# Rspca



## TSKA Rory Matier (May 27, 2007)

Are they really that bad as a charity?

What happened to the thing where charities were not supposed to be political?

Could they ever really improve?

What are your views?

Rory


----------



## TSKA Rory Matier (May 27, 2007)

*2002, old but important*

Although this is now five years old, l feel it is somewhat imperative to this thread:

When did the RSPCa as a charity start seriously looking to raise its political profile?

"
RSPCA millions go on politics and HQ (Filed: 24/07/2002)
Critics fear charity is losing sight of its role to help animals, writes Thomas Penny The RSPCA is one of Britain's richest charities. High profile animal welfare work by its uniformed inspectors ensures that it has a steady stream of income from donations and legacies".


rspcapolitics.htm

mmm

Rory Matier
Pro Keepers' Lobby


----------



## shiva&kaa123 (Jul 20, 2007)

I hate them as a charity and it's not just because of their views on reptiles- my dad's boss had two cats, their neighbours reported one as stray to the RSPCA so they came round, picked up the cat and put it down whilst he was at work.
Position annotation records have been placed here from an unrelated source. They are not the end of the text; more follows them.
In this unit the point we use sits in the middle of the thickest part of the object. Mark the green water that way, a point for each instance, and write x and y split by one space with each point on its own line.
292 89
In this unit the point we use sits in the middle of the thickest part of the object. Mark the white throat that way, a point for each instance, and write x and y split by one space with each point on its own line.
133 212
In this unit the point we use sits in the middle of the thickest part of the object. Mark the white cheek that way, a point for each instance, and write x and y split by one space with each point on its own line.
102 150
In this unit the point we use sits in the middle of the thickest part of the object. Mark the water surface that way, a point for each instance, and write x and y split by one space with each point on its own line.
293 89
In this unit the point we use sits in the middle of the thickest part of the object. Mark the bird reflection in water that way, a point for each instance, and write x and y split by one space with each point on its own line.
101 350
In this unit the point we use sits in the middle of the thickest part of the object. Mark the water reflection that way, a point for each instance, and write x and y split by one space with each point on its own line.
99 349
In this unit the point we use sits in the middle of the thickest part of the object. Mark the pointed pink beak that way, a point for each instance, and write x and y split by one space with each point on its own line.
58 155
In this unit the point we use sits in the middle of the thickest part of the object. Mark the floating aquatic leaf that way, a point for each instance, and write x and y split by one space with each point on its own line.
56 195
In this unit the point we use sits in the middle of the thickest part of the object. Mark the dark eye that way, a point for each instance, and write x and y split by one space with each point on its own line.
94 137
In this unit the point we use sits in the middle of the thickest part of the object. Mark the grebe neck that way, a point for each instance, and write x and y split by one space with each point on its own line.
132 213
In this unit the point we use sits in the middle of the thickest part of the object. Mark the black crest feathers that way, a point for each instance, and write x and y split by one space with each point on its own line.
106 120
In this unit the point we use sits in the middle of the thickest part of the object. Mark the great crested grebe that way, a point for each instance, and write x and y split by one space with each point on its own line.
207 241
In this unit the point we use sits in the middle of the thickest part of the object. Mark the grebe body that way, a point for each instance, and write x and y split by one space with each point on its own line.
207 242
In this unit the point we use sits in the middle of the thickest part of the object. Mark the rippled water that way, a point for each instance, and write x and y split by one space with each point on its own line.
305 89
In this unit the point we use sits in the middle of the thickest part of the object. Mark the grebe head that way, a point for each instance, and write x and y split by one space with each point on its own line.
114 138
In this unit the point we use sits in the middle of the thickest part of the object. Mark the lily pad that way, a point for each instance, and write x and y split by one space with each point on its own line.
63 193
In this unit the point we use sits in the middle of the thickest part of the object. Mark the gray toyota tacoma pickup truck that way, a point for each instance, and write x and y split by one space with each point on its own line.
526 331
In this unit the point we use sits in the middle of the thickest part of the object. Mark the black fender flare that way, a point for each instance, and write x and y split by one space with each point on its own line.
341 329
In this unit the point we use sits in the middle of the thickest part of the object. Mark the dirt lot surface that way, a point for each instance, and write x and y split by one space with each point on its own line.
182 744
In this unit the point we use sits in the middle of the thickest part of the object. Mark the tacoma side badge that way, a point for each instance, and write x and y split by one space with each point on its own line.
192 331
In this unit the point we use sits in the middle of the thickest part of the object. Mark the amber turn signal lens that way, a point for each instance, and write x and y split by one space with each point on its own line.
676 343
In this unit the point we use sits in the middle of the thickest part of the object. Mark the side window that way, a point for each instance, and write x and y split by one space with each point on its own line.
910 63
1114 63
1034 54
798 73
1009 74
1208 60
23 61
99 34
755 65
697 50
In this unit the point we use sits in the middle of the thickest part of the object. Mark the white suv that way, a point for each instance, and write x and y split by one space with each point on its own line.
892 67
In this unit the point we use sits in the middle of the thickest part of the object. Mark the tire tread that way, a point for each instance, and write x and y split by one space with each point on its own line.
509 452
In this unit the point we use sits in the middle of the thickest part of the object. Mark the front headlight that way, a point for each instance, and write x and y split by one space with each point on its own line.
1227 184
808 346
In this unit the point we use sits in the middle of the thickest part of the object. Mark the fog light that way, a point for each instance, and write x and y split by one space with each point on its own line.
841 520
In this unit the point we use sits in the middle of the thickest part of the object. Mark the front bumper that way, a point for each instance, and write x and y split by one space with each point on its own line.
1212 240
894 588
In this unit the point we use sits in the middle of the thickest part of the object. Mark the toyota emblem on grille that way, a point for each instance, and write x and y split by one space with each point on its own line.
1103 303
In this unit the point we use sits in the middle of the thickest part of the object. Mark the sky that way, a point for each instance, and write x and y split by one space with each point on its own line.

When he asked them furiously why they hadn't asked him aout it they managed to stammer out 'W-we didn't have time'
Pathetic
Ben


----------



## ratboy (Jan 10, 2007)

The point is that they are allowed to be political... not only allowed but they do it with the blessing of the government.

Any questions put to MP's about animal welfare are automatically forwarded to the RSPCA to repond to. How many times have we seen that from people who have taken the time to write to their MP's ?

The RSPCA are already the first port of call for governments and for councils when it comes to looking for inspectors to police the AWA for them.

They are not a charity... they are a super charity and the stand head and shoulders above every other charity in the country.


----------



## TSKA Rory Matier (May 27, 2007)

*Charity commission*

Well perhaps as they are such a grand slam 'super charity' they are allowed certain priorities then?

During the Hunt Ban campaign, they were allowed to get away with some very cunning ploys.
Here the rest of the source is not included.